Bitcoin Miners’ Revenue Down By Over 30%
According to a report by BanklessTimes, the revenue of these miners is down by over 30% in the past six months. Interestingly, these miners had their most profitable month when Bitcoin’s price was just picking up at the beginning of the year. Their revenue soared to as high as $918.8 million in January.
In the months after that, there was a significant decrease in the revenue earned. Things began to pick up again in October, as that month represented their second-highest monthly earnings of 2023.

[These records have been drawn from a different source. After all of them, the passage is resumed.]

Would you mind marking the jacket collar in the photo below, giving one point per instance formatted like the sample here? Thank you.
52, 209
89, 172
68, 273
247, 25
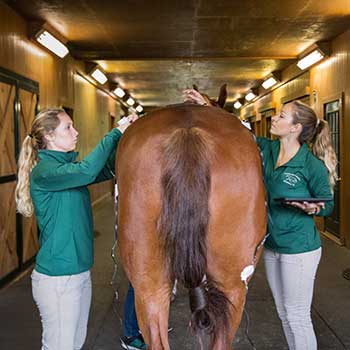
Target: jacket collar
297, 161
61, 157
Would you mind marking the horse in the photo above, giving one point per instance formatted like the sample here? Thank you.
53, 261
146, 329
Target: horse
192, 208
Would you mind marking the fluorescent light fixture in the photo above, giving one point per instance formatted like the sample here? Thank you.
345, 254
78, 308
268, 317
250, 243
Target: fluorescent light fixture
130, 101
139, 108
50, 42
237, 105
269, 82
99, 76
250, 95
119, 92
310, 59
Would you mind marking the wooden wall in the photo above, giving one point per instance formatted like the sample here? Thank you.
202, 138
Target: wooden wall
327, 80
330, 80
60, 84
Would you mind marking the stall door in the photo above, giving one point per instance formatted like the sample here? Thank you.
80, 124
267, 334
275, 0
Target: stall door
8, 234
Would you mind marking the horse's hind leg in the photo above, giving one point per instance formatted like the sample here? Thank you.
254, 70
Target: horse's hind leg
153, 314
224, 340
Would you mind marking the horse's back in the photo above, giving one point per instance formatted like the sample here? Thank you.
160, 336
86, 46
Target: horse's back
236, 203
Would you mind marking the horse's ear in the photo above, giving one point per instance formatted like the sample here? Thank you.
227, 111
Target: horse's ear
222, 96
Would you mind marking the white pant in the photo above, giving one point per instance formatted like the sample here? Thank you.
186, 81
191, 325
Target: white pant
64, 304
291, 278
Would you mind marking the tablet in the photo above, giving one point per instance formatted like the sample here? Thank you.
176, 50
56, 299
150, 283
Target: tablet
304, 199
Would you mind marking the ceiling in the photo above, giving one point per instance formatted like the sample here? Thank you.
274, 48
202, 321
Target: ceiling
156, 48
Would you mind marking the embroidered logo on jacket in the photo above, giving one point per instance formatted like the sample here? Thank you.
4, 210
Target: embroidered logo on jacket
291, 179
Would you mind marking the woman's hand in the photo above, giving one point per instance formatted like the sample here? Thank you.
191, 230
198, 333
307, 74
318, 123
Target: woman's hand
191, 95
126, 122
307, 207
132, 117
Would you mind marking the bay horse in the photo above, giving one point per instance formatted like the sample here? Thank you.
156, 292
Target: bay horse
192, 208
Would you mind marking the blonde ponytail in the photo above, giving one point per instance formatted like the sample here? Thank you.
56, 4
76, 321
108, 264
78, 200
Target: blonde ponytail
44, 123
316, 134
322, 148
28, 158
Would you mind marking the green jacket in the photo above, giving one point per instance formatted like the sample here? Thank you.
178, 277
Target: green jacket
291, 230
58, 187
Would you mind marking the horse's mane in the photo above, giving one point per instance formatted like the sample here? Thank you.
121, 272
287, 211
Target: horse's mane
220, 102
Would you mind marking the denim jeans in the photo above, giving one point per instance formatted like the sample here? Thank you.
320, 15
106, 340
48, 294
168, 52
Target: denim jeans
130, 325
64, 305
291, 278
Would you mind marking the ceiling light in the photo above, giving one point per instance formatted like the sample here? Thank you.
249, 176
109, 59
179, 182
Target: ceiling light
99, 75
272, 79
310, 59
53, 44
119, 92
130, 101
139, 108
237, 105
269, 82
314, 54
251, 94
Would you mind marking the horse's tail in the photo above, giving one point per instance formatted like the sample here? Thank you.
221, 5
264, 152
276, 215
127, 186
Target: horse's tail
183, 224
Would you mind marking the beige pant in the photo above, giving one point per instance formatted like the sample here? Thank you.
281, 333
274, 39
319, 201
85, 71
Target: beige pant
64, 304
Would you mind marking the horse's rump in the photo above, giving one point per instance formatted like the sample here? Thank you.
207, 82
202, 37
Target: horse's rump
192, 208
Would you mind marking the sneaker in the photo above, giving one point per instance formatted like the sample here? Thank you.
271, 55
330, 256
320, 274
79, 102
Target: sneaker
133, 343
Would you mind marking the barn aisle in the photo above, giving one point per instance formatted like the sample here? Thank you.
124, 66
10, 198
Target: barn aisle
20, 324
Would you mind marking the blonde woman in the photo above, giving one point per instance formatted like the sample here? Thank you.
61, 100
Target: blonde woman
301, 163
53, 185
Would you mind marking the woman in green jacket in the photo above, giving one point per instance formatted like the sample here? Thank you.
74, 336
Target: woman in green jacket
301, 163
53, 184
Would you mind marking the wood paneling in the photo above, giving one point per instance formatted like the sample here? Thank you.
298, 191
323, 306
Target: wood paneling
57, 81
321, 84
7, 139
8, 245
330, 80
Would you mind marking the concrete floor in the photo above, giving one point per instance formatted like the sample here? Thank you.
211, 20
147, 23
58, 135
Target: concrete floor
20, 324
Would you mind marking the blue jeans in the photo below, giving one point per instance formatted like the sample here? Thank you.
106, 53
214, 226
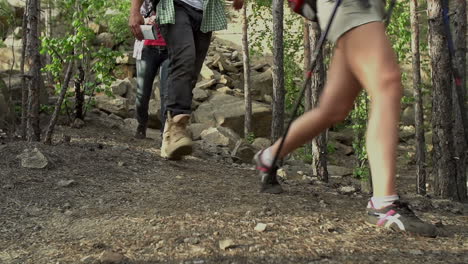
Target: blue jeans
152, 59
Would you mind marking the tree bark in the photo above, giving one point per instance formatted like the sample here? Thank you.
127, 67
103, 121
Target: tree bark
58, 104
459, 98
308, 91
319, 144
24, 90
307, 56
419, 116
444, 165
277, 124
34, 58
79, 92
246, 59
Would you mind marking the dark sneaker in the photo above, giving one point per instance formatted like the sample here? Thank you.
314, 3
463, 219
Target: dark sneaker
270, 184
399, 217
141, 132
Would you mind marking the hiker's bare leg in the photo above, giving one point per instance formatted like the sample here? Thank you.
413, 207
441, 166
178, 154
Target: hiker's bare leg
335, 103
373, 61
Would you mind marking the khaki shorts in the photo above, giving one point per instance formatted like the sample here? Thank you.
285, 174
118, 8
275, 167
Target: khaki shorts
350, 14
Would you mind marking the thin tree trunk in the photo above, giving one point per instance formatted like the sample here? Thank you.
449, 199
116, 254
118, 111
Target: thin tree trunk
33, 126
319, 143
24, 90
79, 93
48, 33
58, 104
419, 116
307, 55
245, 57
277, 124
444, 165
460, 125
308, 91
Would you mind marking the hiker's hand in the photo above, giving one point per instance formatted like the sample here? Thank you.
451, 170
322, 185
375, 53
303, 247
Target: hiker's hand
237, 4
134, 22
150, 20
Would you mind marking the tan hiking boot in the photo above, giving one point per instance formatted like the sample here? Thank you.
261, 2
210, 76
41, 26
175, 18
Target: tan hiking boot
176, 138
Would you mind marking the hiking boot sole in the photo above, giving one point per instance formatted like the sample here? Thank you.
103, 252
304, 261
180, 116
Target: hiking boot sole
179, 152
271, 188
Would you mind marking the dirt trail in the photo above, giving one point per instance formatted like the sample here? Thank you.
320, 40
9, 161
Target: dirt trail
126, 199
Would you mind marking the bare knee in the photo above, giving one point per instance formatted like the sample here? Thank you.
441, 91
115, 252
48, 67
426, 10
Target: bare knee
335, 113
389, 86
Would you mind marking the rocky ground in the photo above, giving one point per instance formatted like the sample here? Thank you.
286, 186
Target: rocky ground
104, 197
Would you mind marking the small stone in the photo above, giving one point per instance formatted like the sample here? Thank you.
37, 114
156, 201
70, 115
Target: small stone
66, 183
225, 90
88, 260
226, 244
282, 173
68, 213
416, 252
192, 240
439, 224
347, 189
78, 123
8, 186
260, 227
33, 159
322, 204
109, 257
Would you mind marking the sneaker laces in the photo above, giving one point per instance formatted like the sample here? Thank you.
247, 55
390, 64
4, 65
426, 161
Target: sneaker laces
179, 130
404, 209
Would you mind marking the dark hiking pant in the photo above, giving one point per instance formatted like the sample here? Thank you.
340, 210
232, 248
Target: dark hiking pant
187, 47
152, 59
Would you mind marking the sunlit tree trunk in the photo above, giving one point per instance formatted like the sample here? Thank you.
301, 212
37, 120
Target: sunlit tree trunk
460, 130
277, 123
444, 164
319, 143
245, 58
419, 116
35, 78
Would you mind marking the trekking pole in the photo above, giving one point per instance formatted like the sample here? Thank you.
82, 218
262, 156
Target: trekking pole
272, 180
455, 73
272, 172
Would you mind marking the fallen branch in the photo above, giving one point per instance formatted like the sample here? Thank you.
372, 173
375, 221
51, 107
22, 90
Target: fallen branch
58, 104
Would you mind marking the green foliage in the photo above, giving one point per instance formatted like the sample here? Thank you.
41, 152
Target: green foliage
250, 137
261, 41
399, 31
7, 17
331, 148
359, 117
49, 109
304, 153
97, 62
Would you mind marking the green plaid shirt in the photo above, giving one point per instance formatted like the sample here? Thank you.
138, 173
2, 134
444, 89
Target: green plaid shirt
214, 16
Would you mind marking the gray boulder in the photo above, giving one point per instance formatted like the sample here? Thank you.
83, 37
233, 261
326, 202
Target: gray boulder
229, 111
117, 105
220, 136
7, 113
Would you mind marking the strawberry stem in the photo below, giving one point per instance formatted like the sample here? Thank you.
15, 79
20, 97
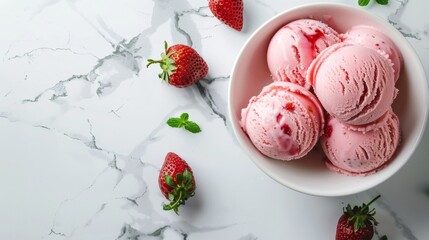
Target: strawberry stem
166, 63
181, 190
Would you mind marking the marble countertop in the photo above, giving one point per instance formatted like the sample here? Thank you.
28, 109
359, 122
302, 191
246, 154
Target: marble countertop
83, 133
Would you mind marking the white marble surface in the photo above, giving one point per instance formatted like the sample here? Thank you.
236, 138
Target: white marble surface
83, 133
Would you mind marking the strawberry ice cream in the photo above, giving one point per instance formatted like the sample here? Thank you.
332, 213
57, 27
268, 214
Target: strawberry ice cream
353, 83
294, 46
284, 121
371, 37
354, 152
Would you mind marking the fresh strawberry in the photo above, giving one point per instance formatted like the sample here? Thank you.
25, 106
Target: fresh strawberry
176, 181
356, 223
229, 12
181, 65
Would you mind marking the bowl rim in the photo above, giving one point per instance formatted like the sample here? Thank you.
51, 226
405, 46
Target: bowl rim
237, 128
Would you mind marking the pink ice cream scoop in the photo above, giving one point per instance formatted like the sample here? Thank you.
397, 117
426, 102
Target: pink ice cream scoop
353, 152
353, 83
373, 38
284, 121
294, 46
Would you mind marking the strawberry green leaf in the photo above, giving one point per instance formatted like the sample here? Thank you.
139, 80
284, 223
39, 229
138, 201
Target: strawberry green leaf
382, 2
179, 178
363, 2
175, 122
169, 181
192, 127
184, 116
170, 196
187, 177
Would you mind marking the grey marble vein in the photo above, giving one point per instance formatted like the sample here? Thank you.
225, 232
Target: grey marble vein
32, 52
425, 190
206, 95
179, 15
399, 223
59, 89
394, 19
248, 237
53, 232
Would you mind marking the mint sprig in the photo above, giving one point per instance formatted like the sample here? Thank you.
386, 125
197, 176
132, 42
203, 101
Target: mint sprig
183, 121
363, 3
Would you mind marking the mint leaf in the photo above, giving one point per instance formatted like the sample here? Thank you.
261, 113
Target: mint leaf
183, 121
363, 3
192, 127
175, 122
382, 2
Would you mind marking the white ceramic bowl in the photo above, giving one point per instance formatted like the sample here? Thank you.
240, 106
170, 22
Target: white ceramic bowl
309, 174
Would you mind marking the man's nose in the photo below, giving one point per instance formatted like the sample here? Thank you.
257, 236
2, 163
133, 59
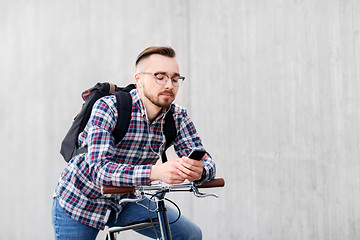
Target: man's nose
168, 84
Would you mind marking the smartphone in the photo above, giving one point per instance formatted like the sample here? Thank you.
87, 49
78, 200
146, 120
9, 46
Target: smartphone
197, 154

They are reported to have earned $885 million in that period. However, the downward trend resurfaced in November as these miners saw a drop in their revenue once again. The total earned in that month stood at $615.1 million.
Commenting on this data, BanklessTimes crypto expert Alice Leetham noted how this has become a cause for concern. This brought about the need to analyze factors that may be contributing to this downward trend.
BTC market cap currently at $758 billion on the daily chart: TradingView.com
Factors Contributing To The Trend
The volatile nature of Bitcoin prices has been singled out as the most obvious factor affecting miners’ revenue. Bitcoin’s failure to meet certain price projections has directly impacted the profitability of mining projections.
There is the likelihood that certain miners doubled down on their operations in hopes that the crypto token will hit certain milestones, and that hasn’t happened.
Bitcoin mining difficulty adjustment is said to be another factor for this downward trend. Mining difficulty becomes higher as more miners enter the network. This ultimately leads to a decrease in miners’ revenue as more persons are competing to mine a block. Bitcoin’s popularity hasn’t helped in this regard, as the network continues to attract an increasing number of miners.
Meanwhile, there is also the Bitcoin Halving event, which will be playing in the minds of these miners. This is when miners’ rewards are cut in half. The next one is scheduled for April 2024. With this downward trend and the halving on the way, it isn’t surprising that these miners are looking to diversify their operations.
BanklessTimes, however, believes that things could start looking up once again for these miners. They highlighted the ongoing advancements and increasing acceptance of Bitcoin as factors that might help “counterbalance these difficulties.”